This is part two in a three-part series on CRM systems.
Used effectively, a customer relationship management (CRM) system can support and improve just about every aspect of a travel agent’s business—from sales, customer service, and marketing to invoicing, data reporting, and supplier negotiations. (See story, Still Haven’t Embraced CRM? It’s Time to Get Onboard)
Many traditional travel agencies and all OTAs “live and die by their CRM,” said Karen Yeates, executive vice president of information technologies for Signature Travel Network. “I think most agencies are well-engaged in using CRMs.”
But CRM applications also are a confusing mélange of features and tools for frontline agents and owner/managers, and newcomers to the agency business may find them overwhelming. Even experienced agents often underutilize their CRM systems.
Getting on board
At MAST Travel Network, president and COO John Werner, CTC, said he finds that “typically agents don’t use it as much as they should.”

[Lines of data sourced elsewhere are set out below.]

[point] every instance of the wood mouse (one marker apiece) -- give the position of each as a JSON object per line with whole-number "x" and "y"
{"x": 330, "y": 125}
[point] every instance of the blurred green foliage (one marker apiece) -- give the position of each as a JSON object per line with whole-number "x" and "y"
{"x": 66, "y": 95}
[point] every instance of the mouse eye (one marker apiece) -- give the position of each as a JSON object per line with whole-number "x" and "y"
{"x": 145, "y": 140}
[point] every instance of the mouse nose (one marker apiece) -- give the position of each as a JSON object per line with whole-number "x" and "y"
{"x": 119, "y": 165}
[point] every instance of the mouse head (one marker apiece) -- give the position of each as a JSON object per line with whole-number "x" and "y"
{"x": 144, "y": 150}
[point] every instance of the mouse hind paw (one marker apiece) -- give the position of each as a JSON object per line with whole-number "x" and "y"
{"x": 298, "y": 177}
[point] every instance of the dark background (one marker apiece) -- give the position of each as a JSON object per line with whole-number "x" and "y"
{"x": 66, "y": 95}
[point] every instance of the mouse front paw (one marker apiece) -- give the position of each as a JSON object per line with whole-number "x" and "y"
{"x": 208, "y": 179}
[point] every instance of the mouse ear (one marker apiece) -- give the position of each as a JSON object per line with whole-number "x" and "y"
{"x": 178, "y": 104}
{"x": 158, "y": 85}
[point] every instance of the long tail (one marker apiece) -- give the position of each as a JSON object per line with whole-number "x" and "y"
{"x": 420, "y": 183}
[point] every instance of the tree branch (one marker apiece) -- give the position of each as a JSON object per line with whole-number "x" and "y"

“The biggest gap is just opening up their minds to how much better their customer service can be by using it more fully and more efficiently,” Werner said. “They would find that their relationships with their customers would improve vastly.”
Sharon Meyer, director of agency back office and CRM for Sabre, said she and her team spend a lot of their time educating agents about the power of CRM.
“We’re trying to help them implement a CRM culture,” said Meyer, who has trained thousands of agents in the use of Sabre’s CRM Clientbase and its TRAMS back-office system.
As with so many technologies, most people just scratch the surface of what the systems can do. And that’s fine, too. Whether you’re a beginner or experienced user, here are a few tips to improve your experience.
1. Take baby steps.
Don’t let all the options intimidate you. Rather than avoiding your CRM altogether, start by focusing on the things you already can do, and build slowly from there.
If nothing else, use the CRM as the core place where you store your client interactions, Yeates suggested. Then “focus on smaller pieces, and you’ll get a lot of bang for your buck. It doesn’t have to be a huge training issue; just learn how to build a basic client profile and a Res Card.” Those two elements power everything else, especially client communications and marketing.
2. Live it and breathe it
Make your CRM system “the cornerstone of all client interactions,” Yeates advised. Every time a clients call in, review the information in the system to see their birthday, names of their family members, and what they’ve done with marketing materials in the past.
“Live in the client data,” Meyer said, and make it “part of a process as your interact with that account.”
3. Begin at the beginning
Frontline agents need to get used to recording interactions at the point of inquiry, not at the point of sale, Yeates said; “start the Res Card at the point of inquiry, and then convert it into a booking.”
4. Make it a habit
Many agencies pay for and install CRM systems—and then fail to take advantage of them, said TRAVELSAVERS chief operating officer Jim Mazza.
“You’ve got to commit to it,” he said. “If you don’t commit, then you don’t have great data. And if you don’t have great data, what’s the point?”
And while you are at it, “Make sure you put in as much information as you have, then utilize that for all three legs of the stool––sales, customer service, and marketing,” said Scott Koepf, CTC, senior vice president of sales for Avoya Travel/American Express.
5. Track the trends
Especially for owners, it’s important to use the CRM system to track bookings, so you know what’s selling and what’s not.
If you put the service provider in the Res Card, then you can run a sales report for each individual supplier, Yeates noted. When it comes time for supplier negotiations, “you have so much more power if you go to the hotel and say, ‘This is what we did for you in sales last year.’ ”
CRM sales data also helps you see the big picture, identify the trends, and decide where to focus your marketing efforts, Yeates said.